In particular, the object of the invention is by application of a dielectric aluminum oxide layer having passivation properties to p-doped base layers, preferably silicon base layers, which can be produced in a simple manner by the process according to the invention. Is achieved. Particular embodiments of the process according to the invention enable the production of a dielectric layer that acts as a diffusion barrier for aluminum and other related metals.

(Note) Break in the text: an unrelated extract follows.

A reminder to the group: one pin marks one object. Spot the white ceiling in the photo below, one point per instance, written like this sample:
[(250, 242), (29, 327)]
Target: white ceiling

1 shows the architecture of a highly efficient solar cell according to the PERC concept (see text). This figure shows a solar cell with passivated (optional) emitter and local (point) contacts (LBSF) on the back [1].
2 shows the architecture of a solar cell with an integrated MWT architecture in which all sides are passivated and interconnected on the back (ASPIRe) [5]. Black elements in this figure represent contacts on the back, each containing LBSF regions.
3 shows photographs of wafer pieces prior to metallization (Example 2).
4 shows micrographs of the surface after the etching treatment according to Example 2; These photographs show the surfaces of SiO ₂ -coated wafers after firing of aluminum paste and subsequent etch-off (a) 258 nm SiO ₂ ; b) 386 nm SiO ₂ ; c) 508 nm SiO ₂ ; d) 639 nm SiO ₂ ; e) no barrier; f) see no metal paste).
5 shows photographs of wafer pieces from Example 3 prior to metallization.
6 shows micrographs of the surface after the etching treatment in Example 3. FIG. These micrographs show the surfaces of Al ₂ O ₃ -coated wafers after firing aluminum paste and subsequent etch-off (a) Al ₂ O _{3 at} 113 nm; b) 168 nm of Al ₂ O ₃ ; c) Al ₂ O _{3 at} 222 nm; d) reference wafer without metal paste).
FIG. 7 shows ECV measurements of samples coated with various layer thicknesses in Example 3, an uncoated reference sample and a reference processed simultaneously but not metallized with aluminum.
This description enables those skilled in the art to make full use of the invention. Thus, it is presumed that those skilled in the art will be able to use the disclosure in its broadest scope without further comments.
In the case of ambiguity, needless to say, the cited publications and patent documents should be referred to. Accordingly, these documents are considered part of the disclosure of this disclosure.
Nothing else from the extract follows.